Hay, sin embargo, unos pocos que no pueden, que reniegan de las cosas terrenales, que han visto un brillo más arriba, más que el bronce, y el oro, o petroleo, o cuantas cosas la vida te puede dar.
Esos son los que han mirado al Verbo de Vida, fueron deslumbrados con el fuego de Su mente, capturados por las llamas de Su rostro, prendados con el premio de Su muerte. Conocimiento, sabiduría, entendimiento; no mundano, no carnal, ni diabólico; pero sí celestial, Divino, de la Fuente. Buscan eso; todo lo demás lo tienen por estiercol.
Pasan penurias, pruebas, tribulaciones; soledades, despechos y calumnias; abandonos, traiciones y desaires; insultos, injurias y despojos... golpe va, golpe viene, resisten. Resisten, y resisten, y resisten. Como rocas al pie del risco con olas de un mar embravecido. Tenaces, fieles, inamovibles. Pero ellos no son la roca.
Como arbol que da fruto incluso en invierno. Se alegra el labrador de visitarlo, alegre muestra a sus compañeros, la fortaleza y vida de su arbol. Pero ellos no son el arbol.
Son rama injertada que sacia siempre su sed y vive de la savia vigorosa del Rey Árbol. Son faros fundados en la gloriosa Roca eterna de los siglos. Son pilares y columnas en el Templo del Santísimo. Son aquellos que pasarán a eternidad habiendo servido al Gran Maestro.

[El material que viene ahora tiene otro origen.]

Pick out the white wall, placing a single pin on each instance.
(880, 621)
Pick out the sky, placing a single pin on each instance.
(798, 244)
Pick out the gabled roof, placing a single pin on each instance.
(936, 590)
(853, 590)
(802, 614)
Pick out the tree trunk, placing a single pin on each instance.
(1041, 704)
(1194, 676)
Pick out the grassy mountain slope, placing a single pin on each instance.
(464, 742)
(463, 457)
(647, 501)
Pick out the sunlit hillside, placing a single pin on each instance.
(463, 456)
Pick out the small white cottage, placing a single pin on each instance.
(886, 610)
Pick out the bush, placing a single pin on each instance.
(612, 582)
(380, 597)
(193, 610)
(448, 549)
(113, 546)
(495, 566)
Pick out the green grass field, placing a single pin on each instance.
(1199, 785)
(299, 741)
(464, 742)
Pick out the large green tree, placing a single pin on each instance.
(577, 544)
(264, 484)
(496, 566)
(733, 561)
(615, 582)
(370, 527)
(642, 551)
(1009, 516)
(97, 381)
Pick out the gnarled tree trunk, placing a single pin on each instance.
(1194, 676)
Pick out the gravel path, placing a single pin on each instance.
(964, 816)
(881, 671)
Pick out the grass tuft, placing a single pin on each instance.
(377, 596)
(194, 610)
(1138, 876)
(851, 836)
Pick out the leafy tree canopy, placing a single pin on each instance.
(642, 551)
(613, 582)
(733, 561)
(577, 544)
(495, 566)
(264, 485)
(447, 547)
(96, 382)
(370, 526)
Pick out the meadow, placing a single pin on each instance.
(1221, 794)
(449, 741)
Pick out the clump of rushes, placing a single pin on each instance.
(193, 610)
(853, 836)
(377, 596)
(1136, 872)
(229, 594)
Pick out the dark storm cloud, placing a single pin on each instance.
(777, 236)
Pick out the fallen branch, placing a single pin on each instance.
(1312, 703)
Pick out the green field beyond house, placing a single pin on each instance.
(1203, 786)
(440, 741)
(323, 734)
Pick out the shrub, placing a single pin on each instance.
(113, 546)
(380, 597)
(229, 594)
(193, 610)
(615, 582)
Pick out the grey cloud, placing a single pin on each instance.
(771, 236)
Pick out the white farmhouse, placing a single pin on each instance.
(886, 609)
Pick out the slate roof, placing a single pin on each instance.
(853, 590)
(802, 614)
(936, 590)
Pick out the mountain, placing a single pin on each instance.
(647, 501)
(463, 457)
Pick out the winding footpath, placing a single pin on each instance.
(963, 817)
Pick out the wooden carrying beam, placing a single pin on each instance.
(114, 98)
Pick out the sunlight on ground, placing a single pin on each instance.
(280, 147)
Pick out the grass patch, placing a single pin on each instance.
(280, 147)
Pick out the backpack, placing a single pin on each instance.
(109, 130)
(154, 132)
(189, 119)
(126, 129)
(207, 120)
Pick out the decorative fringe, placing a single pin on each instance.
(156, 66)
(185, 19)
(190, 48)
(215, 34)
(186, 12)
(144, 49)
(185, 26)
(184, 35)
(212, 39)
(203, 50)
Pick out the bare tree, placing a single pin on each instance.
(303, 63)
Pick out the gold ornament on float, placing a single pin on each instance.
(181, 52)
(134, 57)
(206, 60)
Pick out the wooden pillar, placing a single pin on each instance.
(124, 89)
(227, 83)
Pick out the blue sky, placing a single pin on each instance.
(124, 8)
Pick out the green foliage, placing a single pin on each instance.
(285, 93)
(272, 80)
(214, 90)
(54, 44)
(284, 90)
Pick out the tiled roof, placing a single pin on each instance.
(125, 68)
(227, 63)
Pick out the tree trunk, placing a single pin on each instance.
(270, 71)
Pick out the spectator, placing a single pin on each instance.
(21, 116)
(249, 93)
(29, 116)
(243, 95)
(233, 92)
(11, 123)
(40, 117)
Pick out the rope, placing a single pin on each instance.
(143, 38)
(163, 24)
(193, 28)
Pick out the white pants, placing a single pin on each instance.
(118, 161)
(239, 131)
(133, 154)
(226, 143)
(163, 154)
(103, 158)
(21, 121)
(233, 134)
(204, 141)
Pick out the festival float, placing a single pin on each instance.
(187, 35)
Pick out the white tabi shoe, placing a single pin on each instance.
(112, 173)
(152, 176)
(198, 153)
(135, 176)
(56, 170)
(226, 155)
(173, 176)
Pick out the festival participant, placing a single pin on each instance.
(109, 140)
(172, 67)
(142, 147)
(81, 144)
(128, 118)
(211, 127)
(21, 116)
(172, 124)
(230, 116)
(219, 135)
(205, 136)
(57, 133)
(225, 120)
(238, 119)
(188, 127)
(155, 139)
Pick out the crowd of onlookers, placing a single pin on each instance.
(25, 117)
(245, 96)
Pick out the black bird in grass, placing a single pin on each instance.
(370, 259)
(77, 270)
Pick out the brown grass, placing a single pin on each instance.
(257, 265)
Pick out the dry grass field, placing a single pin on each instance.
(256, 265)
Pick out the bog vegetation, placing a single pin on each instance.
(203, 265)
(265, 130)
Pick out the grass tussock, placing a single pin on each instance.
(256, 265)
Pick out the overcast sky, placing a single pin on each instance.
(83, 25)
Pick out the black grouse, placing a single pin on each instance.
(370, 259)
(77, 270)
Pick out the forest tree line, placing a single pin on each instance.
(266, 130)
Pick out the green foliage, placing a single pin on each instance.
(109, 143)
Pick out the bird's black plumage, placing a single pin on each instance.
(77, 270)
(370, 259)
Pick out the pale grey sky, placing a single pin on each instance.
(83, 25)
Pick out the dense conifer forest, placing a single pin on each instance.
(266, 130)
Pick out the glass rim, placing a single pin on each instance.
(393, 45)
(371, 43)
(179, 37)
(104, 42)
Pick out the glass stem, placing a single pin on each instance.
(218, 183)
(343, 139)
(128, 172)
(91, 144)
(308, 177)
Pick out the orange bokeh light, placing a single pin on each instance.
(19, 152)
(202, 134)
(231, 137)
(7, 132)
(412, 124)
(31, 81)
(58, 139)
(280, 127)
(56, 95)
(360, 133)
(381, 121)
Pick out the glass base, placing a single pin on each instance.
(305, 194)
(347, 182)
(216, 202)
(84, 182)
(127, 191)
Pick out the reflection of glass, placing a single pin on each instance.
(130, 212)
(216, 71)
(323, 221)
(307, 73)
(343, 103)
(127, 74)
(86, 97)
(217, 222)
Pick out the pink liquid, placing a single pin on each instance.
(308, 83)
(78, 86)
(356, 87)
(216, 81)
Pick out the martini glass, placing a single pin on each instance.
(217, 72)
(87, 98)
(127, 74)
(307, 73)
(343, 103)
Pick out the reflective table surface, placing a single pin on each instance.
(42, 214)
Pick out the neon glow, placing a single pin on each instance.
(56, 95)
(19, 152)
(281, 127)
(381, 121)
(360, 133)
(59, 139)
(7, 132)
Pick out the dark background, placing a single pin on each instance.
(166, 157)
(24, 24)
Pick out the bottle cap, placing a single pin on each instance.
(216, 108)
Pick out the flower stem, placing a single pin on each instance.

Son guerreros que, caídos, por su Capitán son rescatados, levantados. Y por tanta batalla y herida son sentados a la mesa, a la diestra del Señor de las Huestes; y obtienen lo más preciado.
Porque nada hay más bello para uno de los nuestros, que presentarse aquel día sin vergüenza, sólo con gozo y alegría; reconociendo:
—Siervo inútil soy, pues lo que debía hacer eso hice.
—Siervo inútil soy, pues lo que debía hacer eso hice.
Y escuchar:
—Bien, buen siervo y fiel; sobre poco has sido fiel, sobre mucho te pondré; entra en el gozo de tu Señor.
Uno de ellos pasa a gloria eterna. Ya en la presencia del Señor descansa, y desde aquí saludo y venia a Manuel Jesús Arévalo Fernández.